Ramification: Primitive subprograms whose defining name is an identifier are not made potentially visible by a use_type_clause. A use_type_clause is only for operators.
The semantics described here should be similar to the semantics for expanded names given in 4.1.3, ``Selected Components'' so as to achieve the effect requested by the ``principle of equivalence of use_clauses and selected_components.'' Thus, child library units and generic formal parameters of a formal package are potentially use-visible when their enclosing package is use'd.
The "visible at that place" part implies that applying a use_clause to a parent unit does not make all of its children use-visible -- only those that have been made visible by a with_clause. It also implies that we don't have to worry about hiding in the definition of "directly visible" -- a declaration cannot be use-visible unless it is visible.
Note that "use type T'Class;" is equivalent to "use type T;", which helps avoid breaking the generic contract model.
   {use-visible} {visibility (use clause)} A declaration is use-visible if it is potentially use-visible, except in these naming-conflict cases:
Ramification: Overloadable declarations don't cancel each other out, even if they are homographs, though if they are not distinguishable by formal parameter names or the presence or absence of default_expressions, any use will be ambiguous. We only mention identifiers here, because declarations named by operator_symbols are always overloadable, and hence never cancel each other. Direct visibility is irrelevant for character_literals.

Dynamic Semantics

    {elaboration (use_clause) [partial]} The elaboration of a use_clause has no effect.

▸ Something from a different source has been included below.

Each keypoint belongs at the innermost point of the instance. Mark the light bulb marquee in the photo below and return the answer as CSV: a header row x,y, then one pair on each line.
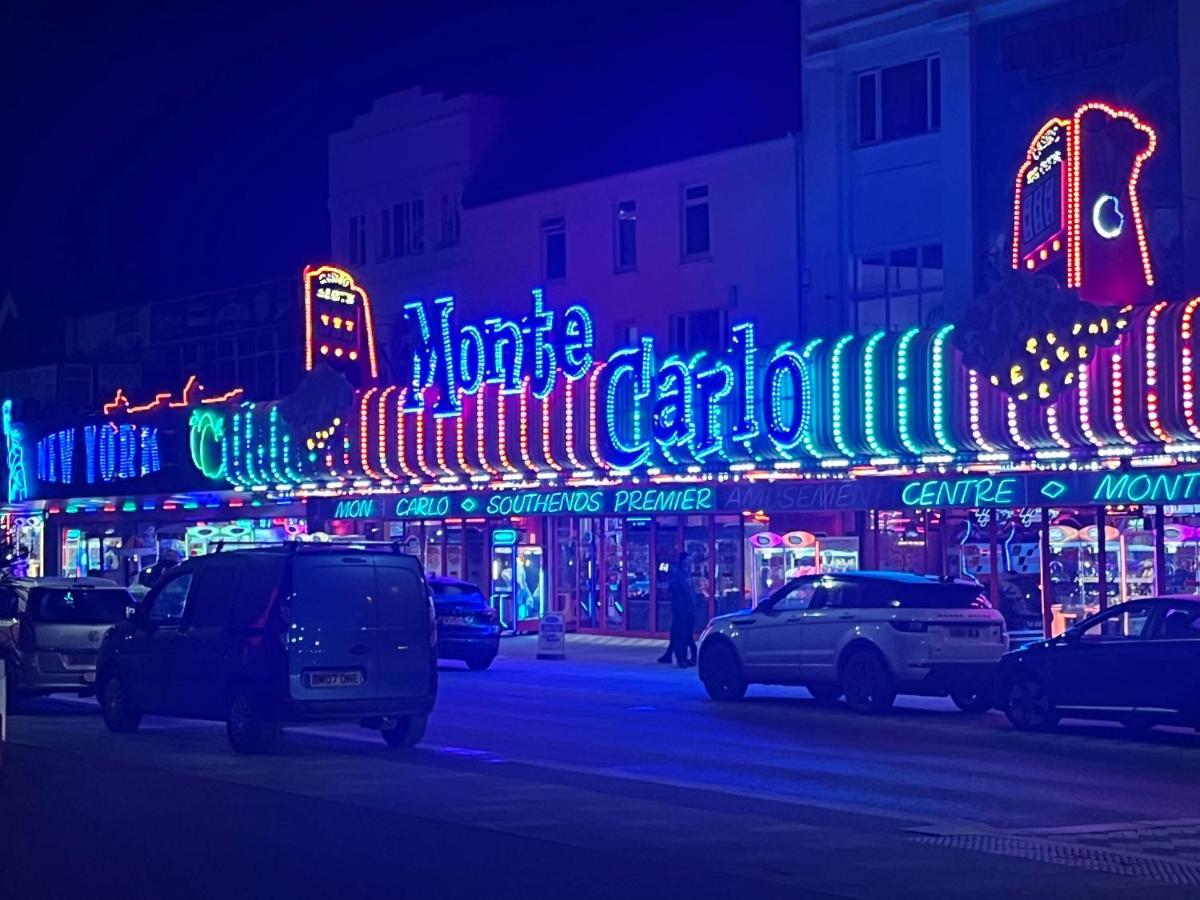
x,y
526,403
1077,203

    Example of a use clause in a context clause:
with Ada.Calendar; use Ada;
    Example of a use type clause:
use type Rational_Numbers.Rational; -- see 7.1
Two_Thirds: Rational_Numbers.Rational := 2/3;
Ramification: In ``use X, Y;'', Y cannot refer to something made visible by the ``use'' of X. Thus, it's not (quite) equivalent to ``use X; use Y;''.
If a given declaration is already immediately visible, then a use_clause that makes it potentially use-visible has no effect. Therefore, a use_type_clause for a type whose declaration appears in a place other than the visible part of a package has no effect; it cannot make a declaration use-visible unless that declaration is already immediately visible.
"Use type S1;" and "use type S2;" are equivalent if S1 and S2 are both subtypes of the same type. In particular, "use type S;" and "use type S'Base;" are equivalent.
Reason: We considered adding a rule that prevented several declarations of views of the same entity that all have the same semantics from cancelling each other out. For example, if a (possibly implicit) subprogram_declaration for "+" is potentially use-visible, and a fully conformant renaming of it is also potentially use-visible, then they (annoyingly) cancel each other out; neither one is use-visible. The considered rule would have made just one of them use-visible. We gave up on this idea due to the complexity of the rule. It would have had to account for both overloadable and non-overloadable renaming_declarations, the case where the rule should apply only to some subset of the declarations with the same defining name, and the case of subtype_declarations (since they are claimed to be sufficient for renaming of subtypes).

Extensions to Ada 83

{extensions to Ada 83} The use_type_clause is new to Ada 95.

Wording Changes from Ada 83

The phrase ``omitting from this set any packages that enclose this place'' is no longer necessary to avoid making something visible outside its scope, because we explicitly state that the declaration has to be visible in order to be potentially use-visible.